This Toasted Coconut Granola is easy to make and is perfect to add to your breakfast or snack routine!
I’m a HUGE fan of coconut. Especially toasted coconut. So I traded in the cinnamon and raisins for a little toasted coconut and almonds! And let me tell you, it was a good swap! The flavors of the oats, honey, coconut and almonds is just out of this world – if you’re looking for the perfect addition to your yogurt or fruit, this is it!
- 1¼ tablespoons vegetable oil
- 2½ cups Quaker Old Fashioned Oats
- 3 Tbsp butter
- 2 Tbsp honey
- ½ tablespoon molasses
- ¼ cup packed brown sugar
- ½ cup coconut shreds
- ¼ cup sliced almonds
- Spread out the coconut shreds and sliced almonds on a large cookie sheet and broil on low until coconut turns a golden brown.

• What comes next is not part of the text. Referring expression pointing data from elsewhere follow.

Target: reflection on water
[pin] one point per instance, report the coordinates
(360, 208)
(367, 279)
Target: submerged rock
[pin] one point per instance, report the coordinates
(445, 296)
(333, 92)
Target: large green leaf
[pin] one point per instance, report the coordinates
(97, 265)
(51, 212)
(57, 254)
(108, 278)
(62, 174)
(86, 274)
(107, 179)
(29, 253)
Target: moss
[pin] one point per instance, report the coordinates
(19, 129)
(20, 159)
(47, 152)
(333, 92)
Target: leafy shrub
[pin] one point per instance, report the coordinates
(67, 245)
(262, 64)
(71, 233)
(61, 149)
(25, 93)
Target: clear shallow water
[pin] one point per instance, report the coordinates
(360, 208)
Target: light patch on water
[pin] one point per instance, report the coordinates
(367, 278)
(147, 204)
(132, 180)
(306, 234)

- Remove cookie sheet and allow coconut and almonds to cool.
- Heat vegetable oil in a large dutch oven over medium heat.

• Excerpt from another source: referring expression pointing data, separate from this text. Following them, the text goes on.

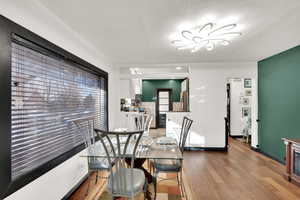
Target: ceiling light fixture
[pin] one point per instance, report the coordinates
(208, 35)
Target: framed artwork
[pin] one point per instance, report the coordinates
(247, 83)
(248, 92)
(245, 101)
(246, 111)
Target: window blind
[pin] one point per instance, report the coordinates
(48, 93)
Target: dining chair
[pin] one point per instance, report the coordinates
(147, 125)
(123, 181)
(173, 165)
(85, 127)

- Add your oats to the pot.
- Cook and stir until lightly toasted, stirring constantly, 3 to 4 minutes.
- Pour the oats out onto a large baking sheet and add the butter to the pot.

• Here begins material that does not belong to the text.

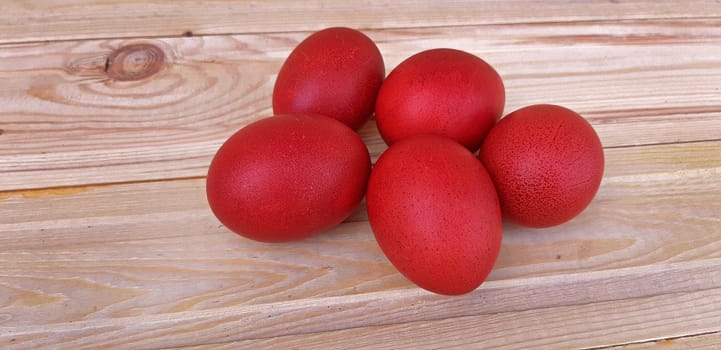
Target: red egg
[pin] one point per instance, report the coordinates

- When the butter has melted, stir in the honey, molasses and brown sugar.
- When the mixture starts to simmer, return the oats to the pot and continue to cook and stir until coated and hot.
- Remove from the heat and stir in the coconut and almonds.
- Pour onto a large cookie sheet and allow to cool; the granola will harden as it cools.
- When cool, transfer to an airtight container and store at room temperature.